Condorcet, un intellectuel en politique, biographie par Elisabeth et Robert Badinter

Condorcet Badinter

Quelle manière étincelante de raconter les péripéties de la Révolution que de retracer la vie et l’œuvre du dernier philosophe de l’Encyclopédie, Nicolas de Condorcet (1743 – 1794) !

Et qui mieux que le couple Badinter pouvait allier les compétences d’une philosophe spécialiste de l’époque des Lumières et de la condition féminine et de son mari, l'éminent avocat devenu ministre qui obtint l’abolition de la peine de mort en France ?

J’avoue ma totale ignorance de la personnalité de Condorcet que je ne connaissais jusqu’ici qu’à travers le nom d’un lycée parisien, et la statue de bronze, érigée en 1894 quai de Conti, entre l’Institut et l’Hôtel des Monnaies.

Cependant, depuis quelques mois et en particulier grâce à la lecture des romans de Jean-Christophe Portes, j’étudie les phases de cette fin du XVIIIème siècle, qui a vu la naissance de la République dans les soubresauts de la crise économique, de la guerre et de la Terreur.

Condorcet est un enfant surdoué, orphelin de père mort quand il n’avait qu’un mois et surprotégé par sa mère, un enfant timide et doux. Pour tuteur, il aura un oncle évêque. Placé en pensionnat chez les Jésuites, il y acquiert une haine absolue et définitive de tout ce qui touche (?) au clergé et aux magistrats qu’il accuse d’opprimer des êtres sans défense. Ce garçon fragile et plein de bonté, peut toutefois se montrer, par ses écrits, d’une violence proche du sectarisme lorsqu’il s’agit de s’attaquer à l’injustice. On le surnommera plus tard « le mouton enragé ».

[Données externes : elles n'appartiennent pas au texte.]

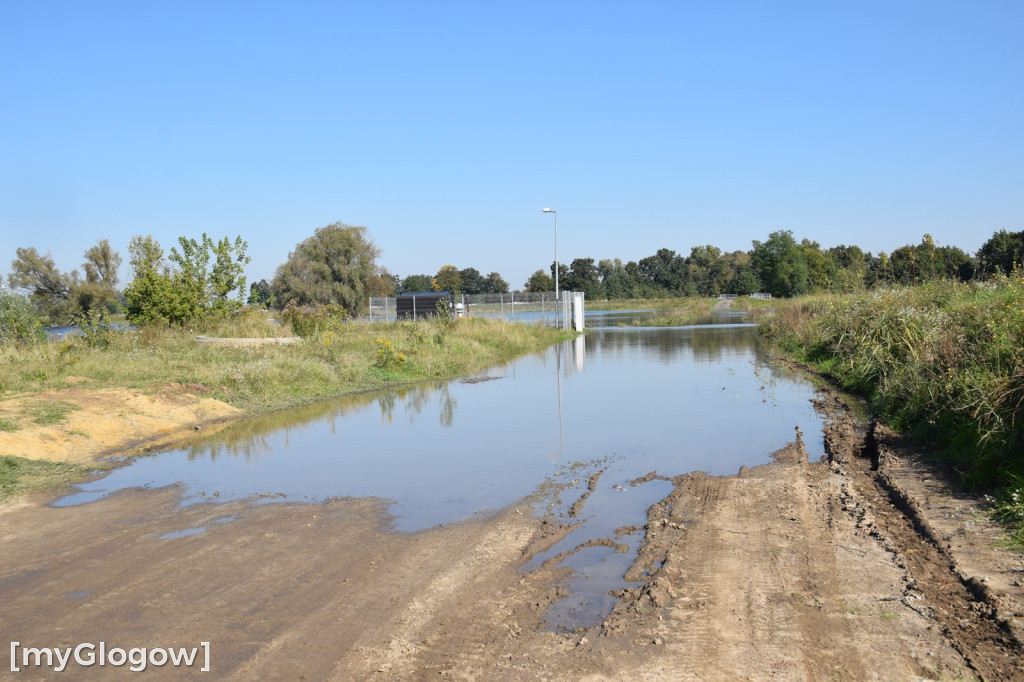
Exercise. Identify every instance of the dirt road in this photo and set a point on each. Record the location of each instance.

Très tôt, il s’illustre par sa maîtrise des mathématiques et en particulier le calcul intégral, les équations différentielles, le calcul des probabilités, les débuts de la statistique électorale. Disciple de d’Alembert, célèbre très jeune, intègre l’Académie des Sciences, puis l’Académie française. Peu doué pour l’art oratoire, il influence ses amis.

Ses combats hérissent bien des lobbys de son temps : il milite pour l’interdiction de la traite et l’égalité civique des Noirs, pour le droit de cité reconnu aux Juifs, la citoyenneté entière aux Protestants, l’abolition de la peine de mort, l’égalité des sexes et le divorce, la libre circulation des grains, l’instruction publique laïque et gratuite …

Condorcet

Proche de Turgot auprès duquel il a travaillé en 1774 - 1776, il ne pardonnera jamais à Necker de l’avoir fait tomber. Ce passage aux affaires lui donnera l’occasion de découvrir qu’il n’y a pas de grande politique méditée dans le bureau d’un ministre qui ne soit en butte aux passions, aux préjugés et surtout aux intérêts contraires des hommes : amère découverte de l’expérience du pouvoir, toujours aussi valable aujourd’hui.

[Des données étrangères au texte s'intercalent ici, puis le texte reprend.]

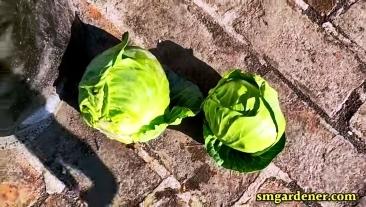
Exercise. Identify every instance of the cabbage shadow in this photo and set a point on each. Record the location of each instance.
(182, 61)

C’est un modéré, un temps proche des Girondins dont il s’éloigne pourtant, comme de La Fayette, Mirabeau, Siéyès avec lequel il conçoit la division administrative du territoire en 1790.

Après le retour piteux de Varenne se pose la légitimité d’un roi qui s’est parjuré. Condorcet plaide pour la République alors que la majorité des membres de l’Assemblée législative penche pour une monarchie constitutionnelle. Mais la question cruciale de la guerre aux frontières divise : les uns la jugent nécessaire pour fonder définitivement la Révolution, Robespierre s’y oppose car c’est la Cour qui la souhaite puisqu’une défaite restaurerait l’Ancien Régime. Condorcet déteste la guerre mais la juge inévitable en 1791.

 

Sophie de Grouchy

La vie de Condorcet est une suite de sacrifices pour le peuple : philosophe, il s’est fait politique, académicien, il s’est fait journaliste, noble, il s’est fait Jacobin mais surtout il s’est fait de Robespierre un ennemi mortel en le décrivant comme le gourou d’une secte …

 

Car même s’il s'est désolidarisé des Girondins dont il considère les attaques injustes et dangereuses, il sera bientôt mis hors la loi, obligé de fuir, mettant en danger mortel son épouse adorée Sophie de Grouchy et sa petite Eliza … mais je ne veux rien dévoiler de ce destin qui se lit comme un thriller politique.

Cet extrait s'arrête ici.